Артур Фридхайм тоже был крайне возмущен.
— Этой рецензией господин Ханслик вынес самому себе приговор! — резко проговорил он и сердито пожал плечами.
А Бродский с упреком воскликнул:
— Ты наизусть выучил эту ерунду! Она тебя так задела?
— Да мне за тебя обидно, старина Бродский! — произнес Петр Ильич мягким, почти нежным голосом. — Что касается меня, то я к такому привык. Я в России много чего подобного о себе читал. А ты столько усилий приложил…
— Ну, — сказал Бродский, — теперь твой скрипичный концерт завоевал признание во всей Европе, и я далеко не единственный его исполнитель.
— Но ты был самым первым, — Чайковский благодарно ему улыбнулся.
— Это прекрасный концерт, — сказал Зилоти, воспользовавшись короткой паузой. Чайковский на мгновение взглянул на него, потом отвел взгляд и, смеясь, снова обратился к критику Краузе:
— Мне любопытно узнать, считают ли лейпцигские господа критики мою оркестровую сюиту такой же «вонючей»?
Это привело Мартина Краузе в состояние крайнего возбуждения.
— Позвольте, маэстро! — воскликнул он возмущенно. — Вы нас обижаете! У нас вы можете рассчитывать на более глубокое понимание искусства, чем у наших венских коллег. И вообще, — продолжал он ревностно. — уже одно то, что вы гастролируете в концертном зале «Гевандхаус», гарантирует вам всеобщее уважение.
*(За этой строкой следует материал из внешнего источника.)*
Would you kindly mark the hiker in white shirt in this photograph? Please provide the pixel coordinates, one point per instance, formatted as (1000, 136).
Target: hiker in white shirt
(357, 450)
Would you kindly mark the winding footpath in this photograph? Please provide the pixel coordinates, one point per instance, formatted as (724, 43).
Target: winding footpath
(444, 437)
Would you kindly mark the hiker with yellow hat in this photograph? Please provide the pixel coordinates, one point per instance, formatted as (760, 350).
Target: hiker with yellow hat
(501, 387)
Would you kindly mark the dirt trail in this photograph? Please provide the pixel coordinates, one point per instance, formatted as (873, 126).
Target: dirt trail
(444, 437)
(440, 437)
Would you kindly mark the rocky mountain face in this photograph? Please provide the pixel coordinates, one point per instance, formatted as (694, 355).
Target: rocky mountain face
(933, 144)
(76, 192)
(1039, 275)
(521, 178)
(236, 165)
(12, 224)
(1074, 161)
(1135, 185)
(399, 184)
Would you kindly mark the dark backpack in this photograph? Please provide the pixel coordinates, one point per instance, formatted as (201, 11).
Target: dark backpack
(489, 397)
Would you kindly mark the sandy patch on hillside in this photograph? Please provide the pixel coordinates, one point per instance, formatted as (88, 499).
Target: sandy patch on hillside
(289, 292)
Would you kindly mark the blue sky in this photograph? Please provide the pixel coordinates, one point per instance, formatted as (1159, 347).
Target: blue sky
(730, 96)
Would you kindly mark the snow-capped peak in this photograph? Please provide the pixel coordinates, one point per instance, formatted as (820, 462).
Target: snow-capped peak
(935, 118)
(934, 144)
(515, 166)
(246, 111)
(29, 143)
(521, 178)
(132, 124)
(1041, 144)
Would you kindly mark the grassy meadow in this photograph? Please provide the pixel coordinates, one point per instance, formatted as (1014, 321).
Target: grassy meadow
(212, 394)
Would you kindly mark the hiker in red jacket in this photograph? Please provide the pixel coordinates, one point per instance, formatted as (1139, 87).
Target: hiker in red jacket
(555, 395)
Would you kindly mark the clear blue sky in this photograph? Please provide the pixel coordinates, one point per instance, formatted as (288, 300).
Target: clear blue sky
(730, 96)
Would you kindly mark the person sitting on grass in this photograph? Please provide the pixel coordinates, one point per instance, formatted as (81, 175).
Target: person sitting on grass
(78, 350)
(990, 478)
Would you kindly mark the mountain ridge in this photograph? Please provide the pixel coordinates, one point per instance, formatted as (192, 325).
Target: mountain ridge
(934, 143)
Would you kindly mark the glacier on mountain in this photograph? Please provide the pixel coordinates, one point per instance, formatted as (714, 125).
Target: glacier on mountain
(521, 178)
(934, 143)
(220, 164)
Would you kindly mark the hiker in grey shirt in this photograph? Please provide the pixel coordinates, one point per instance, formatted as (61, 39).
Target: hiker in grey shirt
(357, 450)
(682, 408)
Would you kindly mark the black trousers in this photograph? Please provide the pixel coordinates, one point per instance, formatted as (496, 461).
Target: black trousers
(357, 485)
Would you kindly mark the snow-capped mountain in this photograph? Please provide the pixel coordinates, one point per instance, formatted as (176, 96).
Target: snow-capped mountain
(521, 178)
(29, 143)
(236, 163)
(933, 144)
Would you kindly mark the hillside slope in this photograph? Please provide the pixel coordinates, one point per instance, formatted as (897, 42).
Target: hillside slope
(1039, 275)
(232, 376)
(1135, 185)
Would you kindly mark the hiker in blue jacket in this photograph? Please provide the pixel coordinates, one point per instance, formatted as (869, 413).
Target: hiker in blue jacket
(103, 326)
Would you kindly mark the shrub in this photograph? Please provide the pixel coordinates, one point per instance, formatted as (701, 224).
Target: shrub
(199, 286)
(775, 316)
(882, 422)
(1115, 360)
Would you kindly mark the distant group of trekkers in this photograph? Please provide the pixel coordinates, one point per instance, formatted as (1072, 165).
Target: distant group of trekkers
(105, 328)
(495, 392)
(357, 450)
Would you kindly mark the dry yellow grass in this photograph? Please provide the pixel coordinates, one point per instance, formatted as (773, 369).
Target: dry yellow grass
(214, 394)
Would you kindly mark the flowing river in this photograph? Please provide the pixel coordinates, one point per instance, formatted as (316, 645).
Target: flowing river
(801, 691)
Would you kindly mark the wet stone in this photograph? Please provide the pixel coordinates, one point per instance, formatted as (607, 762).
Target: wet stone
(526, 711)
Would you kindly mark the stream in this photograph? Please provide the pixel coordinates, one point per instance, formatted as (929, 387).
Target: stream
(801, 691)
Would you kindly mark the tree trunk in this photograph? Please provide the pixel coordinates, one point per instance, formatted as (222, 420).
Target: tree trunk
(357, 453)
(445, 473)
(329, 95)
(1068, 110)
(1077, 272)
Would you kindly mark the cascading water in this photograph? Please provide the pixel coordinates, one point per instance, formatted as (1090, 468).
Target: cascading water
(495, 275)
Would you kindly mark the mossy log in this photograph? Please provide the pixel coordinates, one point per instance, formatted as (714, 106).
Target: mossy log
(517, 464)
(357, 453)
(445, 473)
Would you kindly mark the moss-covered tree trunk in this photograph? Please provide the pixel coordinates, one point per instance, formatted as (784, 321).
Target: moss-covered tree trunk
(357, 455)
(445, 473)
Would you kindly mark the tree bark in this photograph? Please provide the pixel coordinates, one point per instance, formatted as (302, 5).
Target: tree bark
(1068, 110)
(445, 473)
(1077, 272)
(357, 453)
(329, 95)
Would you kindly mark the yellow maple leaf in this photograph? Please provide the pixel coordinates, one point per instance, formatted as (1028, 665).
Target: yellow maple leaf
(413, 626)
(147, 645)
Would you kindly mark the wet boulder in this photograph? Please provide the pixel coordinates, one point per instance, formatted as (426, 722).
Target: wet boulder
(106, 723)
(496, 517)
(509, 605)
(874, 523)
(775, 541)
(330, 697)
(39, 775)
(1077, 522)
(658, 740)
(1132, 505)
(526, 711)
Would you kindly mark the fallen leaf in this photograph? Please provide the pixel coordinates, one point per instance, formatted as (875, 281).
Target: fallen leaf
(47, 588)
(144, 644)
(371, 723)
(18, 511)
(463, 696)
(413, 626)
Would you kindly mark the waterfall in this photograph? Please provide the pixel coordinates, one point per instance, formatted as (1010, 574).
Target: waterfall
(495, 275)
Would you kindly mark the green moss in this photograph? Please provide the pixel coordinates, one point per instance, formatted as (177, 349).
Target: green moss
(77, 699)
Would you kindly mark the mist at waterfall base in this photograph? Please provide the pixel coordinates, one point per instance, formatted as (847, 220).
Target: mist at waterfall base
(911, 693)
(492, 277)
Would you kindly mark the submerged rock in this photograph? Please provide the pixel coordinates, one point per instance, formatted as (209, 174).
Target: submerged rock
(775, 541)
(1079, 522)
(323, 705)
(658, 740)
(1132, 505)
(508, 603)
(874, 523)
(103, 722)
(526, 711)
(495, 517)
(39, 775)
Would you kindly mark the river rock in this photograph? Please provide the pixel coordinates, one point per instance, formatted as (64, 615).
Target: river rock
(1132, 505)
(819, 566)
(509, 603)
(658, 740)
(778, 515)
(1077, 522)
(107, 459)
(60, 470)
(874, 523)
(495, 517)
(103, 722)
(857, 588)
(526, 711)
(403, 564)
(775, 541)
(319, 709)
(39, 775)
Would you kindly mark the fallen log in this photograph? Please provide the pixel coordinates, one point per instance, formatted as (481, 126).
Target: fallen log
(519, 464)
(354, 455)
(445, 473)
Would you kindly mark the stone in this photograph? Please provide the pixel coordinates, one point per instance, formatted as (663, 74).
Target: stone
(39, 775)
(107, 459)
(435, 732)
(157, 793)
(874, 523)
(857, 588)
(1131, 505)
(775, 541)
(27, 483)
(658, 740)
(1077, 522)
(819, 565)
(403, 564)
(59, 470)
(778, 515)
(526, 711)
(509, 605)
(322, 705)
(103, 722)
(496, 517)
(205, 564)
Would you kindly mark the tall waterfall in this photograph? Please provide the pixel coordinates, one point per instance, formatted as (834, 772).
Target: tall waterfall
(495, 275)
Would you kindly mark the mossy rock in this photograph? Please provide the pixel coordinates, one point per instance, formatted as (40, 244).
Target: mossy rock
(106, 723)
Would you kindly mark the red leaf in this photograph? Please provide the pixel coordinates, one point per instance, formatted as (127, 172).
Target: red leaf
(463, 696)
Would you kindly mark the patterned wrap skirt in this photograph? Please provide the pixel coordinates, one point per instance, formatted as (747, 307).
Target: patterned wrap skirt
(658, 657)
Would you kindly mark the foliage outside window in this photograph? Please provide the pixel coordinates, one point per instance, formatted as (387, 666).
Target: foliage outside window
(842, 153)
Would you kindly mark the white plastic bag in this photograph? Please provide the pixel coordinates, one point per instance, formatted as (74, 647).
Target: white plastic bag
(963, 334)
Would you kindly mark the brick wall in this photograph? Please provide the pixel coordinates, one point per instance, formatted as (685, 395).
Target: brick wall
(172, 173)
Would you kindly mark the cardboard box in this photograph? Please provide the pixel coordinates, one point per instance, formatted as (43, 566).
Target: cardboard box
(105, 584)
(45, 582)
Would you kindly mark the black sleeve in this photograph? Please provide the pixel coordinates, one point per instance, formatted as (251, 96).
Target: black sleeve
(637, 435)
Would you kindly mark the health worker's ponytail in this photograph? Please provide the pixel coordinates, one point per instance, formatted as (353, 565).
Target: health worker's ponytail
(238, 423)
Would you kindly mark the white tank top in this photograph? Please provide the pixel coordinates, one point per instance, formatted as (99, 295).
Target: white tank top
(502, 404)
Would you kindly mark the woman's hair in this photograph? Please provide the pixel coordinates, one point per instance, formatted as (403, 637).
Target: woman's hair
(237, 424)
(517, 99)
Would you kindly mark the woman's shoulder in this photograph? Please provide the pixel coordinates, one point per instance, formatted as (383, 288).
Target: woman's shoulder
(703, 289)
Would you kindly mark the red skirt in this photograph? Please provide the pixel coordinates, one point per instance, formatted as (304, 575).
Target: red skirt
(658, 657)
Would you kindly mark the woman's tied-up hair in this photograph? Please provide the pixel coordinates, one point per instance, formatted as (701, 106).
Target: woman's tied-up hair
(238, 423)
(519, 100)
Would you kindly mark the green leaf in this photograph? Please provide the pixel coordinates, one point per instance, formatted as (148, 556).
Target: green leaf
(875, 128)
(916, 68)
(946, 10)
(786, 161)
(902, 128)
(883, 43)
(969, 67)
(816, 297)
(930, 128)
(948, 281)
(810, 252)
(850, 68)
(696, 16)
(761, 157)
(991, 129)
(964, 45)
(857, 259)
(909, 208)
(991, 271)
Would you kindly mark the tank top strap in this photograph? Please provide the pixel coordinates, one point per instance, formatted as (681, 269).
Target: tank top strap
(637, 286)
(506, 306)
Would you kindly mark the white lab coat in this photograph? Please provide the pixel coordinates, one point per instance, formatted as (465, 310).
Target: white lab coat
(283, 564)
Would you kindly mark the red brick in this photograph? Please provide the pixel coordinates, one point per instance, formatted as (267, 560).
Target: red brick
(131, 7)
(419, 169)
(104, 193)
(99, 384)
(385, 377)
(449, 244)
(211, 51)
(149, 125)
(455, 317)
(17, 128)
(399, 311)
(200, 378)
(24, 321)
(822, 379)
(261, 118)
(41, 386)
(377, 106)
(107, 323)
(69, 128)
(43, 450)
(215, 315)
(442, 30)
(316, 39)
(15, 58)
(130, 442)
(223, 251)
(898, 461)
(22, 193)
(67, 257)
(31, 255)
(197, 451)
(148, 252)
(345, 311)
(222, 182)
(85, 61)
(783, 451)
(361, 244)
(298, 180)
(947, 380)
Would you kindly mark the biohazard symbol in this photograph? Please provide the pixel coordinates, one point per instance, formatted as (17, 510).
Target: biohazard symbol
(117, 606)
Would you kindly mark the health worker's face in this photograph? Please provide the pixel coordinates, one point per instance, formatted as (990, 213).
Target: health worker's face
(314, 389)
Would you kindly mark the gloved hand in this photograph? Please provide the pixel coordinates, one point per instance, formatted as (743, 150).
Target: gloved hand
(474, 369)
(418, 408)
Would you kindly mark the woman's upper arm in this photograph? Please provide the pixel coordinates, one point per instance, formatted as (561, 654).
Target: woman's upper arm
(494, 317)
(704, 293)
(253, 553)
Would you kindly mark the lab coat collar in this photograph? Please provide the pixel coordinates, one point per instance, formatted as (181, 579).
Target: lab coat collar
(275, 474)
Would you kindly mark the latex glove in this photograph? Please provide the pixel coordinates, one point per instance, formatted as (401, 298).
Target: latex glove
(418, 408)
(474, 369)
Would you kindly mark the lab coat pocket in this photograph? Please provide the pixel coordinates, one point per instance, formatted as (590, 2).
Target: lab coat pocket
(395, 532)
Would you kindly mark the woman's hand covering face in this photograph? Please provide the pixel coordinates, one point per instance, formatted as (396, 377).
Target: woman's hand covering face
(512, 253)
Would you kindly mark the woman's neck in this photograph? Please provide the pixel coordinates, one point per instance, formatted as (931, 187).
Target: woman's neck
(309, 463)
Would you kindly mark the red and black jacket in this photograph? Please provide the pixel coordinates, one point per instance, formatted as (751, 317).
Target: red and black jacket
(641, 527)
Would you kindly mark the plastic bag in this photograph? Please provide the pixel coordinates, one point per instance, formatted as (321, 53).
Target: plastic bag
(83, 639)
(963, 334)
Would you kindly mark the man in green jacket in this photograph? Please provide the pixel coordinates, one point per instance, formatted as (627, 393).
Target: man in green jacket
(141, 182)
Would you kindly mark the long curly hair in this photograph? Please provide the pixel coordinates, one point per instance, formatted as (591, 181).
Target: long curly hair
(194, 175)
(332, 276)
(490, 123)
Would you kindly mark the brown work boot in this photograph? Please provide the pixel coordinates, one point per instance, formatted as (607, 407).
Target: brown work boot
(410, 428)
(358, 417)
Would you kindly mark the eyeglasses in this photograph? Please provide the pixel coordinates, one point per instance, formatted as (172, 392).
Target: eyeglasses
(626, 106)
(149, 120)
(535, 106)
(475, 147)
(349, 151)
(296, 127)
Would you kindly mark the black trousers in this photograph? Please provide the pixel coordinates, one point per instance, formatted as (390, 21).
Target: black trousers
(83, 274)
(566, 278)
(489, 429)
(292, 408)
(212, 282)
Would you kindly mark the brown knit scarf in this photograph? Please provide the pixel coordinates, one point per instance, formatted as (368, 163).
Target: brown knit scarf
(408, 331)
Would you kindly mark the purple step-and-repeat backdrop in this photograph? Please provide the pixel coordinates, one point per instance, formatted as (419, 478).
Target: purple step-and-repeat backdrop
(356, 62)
— Я знаю, это большая честь, — вежливо сказал Петр Ильич, — и я несомненно продемонстрирую, что ее недостоин — я все провалю…
— Насколько это большая честь — вопрос спорный. — В голосе господина Краузе прозвучала определенная строгость. — По крайней мере, это большая редкость. «Гевандхаус», как правило, очень консервативен и предпочитает классическую программу: Гайдн, Моцарт, Бетховен, Шуман, Мендельсон. Им иногда хватает смелости на Вагнера, Берлиоза и Листа — и это уже скромная дань современной музыке, которая вообще-то относится к кругу полномочий общества Листа, о котором с уверенностью можно сказать, что программа у него всегда интересная. А тут вы — в концертном зале «Гевандхаус»! Это сенсация! Вас здесь считают представителем ультрарадикального направления.
— Да, Петр, — подтвердил Бродский, — здесь тебя почитают как одного из самых смелых.
В ответ на это Чайковский от души рассмеялся.
— Вот бы довести это до сведения некоторых господ в Петербурге! — Ухмыляясь, он потирал руки. — Некоторых господ, которые причисляют меня к давно уже вымершему поколению, которые хотят сделать из меня архиконсервативного деда.
— Один шаблон не лучше другого, — заметил Фридхайм. — На самом деле вам принадлежит золотая середина между двумя крайностями, Петр Ильич.
Чайковский встал.
— Как же так? — спросил он, расхаживая по комнате. — Мы все время говорим только обо мне и о моих ничтожных делах. Мне неловко не только перед всеми присутствующими, но и перед ними, перед великими мастерами. — Он остановился перед камином, уставленным портретами великих композиторов. Здесь в ряд выстроились Глинка и Вагнер, Шуман и Берлиоз, Лист и Брамс. — Какой у Листа красивый профиль, — произнес Петр Ильич. — Орел в сутане…
Неожиданно все заговорили о Листе. Фридхайм и Зилоти оба были его учениками.
— Никто никогда лучше него не владел этим инструментом, — сказал Фридхайм и постучал своими худыми, тренированными пальцами по черной блестящей крышке рояля. — Даже Рубинштейн, — произнес он вызывающе.
— Даже Рубинштейн, — подтвердил металлический голос молодого Зилоти.
— Хотя для него и рояль, и вообще музыка были всего лишь средством обольщения, — задумчиво проговорил Фридхайм.
— Лист, или «Школа беглости» — в отношениях с женщинами, — захихикал Мартин Краузе. — Это слова немецкого поэта и философа.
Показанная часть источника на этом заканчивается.